Леонтьеву понимание было чрезвычайно необходимо. Его всегда удручало отсутствие прижизненной славы, широкой известности, последователей и пропагандистов его учения. Леонтьев сам признавался в тоске по славе, в сознании некоей своей ущербности, в отсутствии «иллюзии, которую может дать только большой, невольно возбуждающий нас успех», «иллюзии, которую может дать только огромная популярность». «Я имею достаточно оснований, - с горечью писал он, - чтобы считать свою литературную деятельность, если не совсем уж бесполезной, то во всяком случае преждевременной и потому не могущей влиять непосредственно на течение дел». В письмах к В. В. Розанову он проговаривался, что «его преследует fatum: что он замолчан в литературе; что есть так много людей, которые лично высоко его ценят и придают миросозерцанию его большое значение или по крайней мере видят в нем большой интерес, а между тем ничего не хотят сделать для ознакомления с ним читающего общества.
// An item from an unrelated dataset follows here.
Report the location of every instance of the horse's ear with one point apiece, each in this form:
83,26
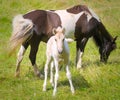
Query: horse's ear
114,39
54,31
Между такими людьми он указывал и Соловьева, который все «пишет», да никак не «допишет» о нем большую статью...». «…Мало обо мне писали другие, мало порицали, мало хвалили, …было вообще мало серьезных критических отношений». «Люди другие не особенно, видно, нуждаются, когда успех всегда такой средний...», - писал Леонтьев К.А. Губастову. «Конечно я говорю о влиянии серьезном, вроде влияния Каткова, Л. Толстого, Достоевского, Добролюбова и Писарева в свое время: а не о каком-нибудь succès d’estime, вроде Страхова и т.д. Таким-то и я давно пользуюсь. Но ведь это для усталых чувств и угасающих мыслей – возбуждение слабое!» И почти отчаянное восклицание: «хотелось бы знать, наконец, стоют ли чего-нибудь твои труды и твои мысли или ничего не стоют!»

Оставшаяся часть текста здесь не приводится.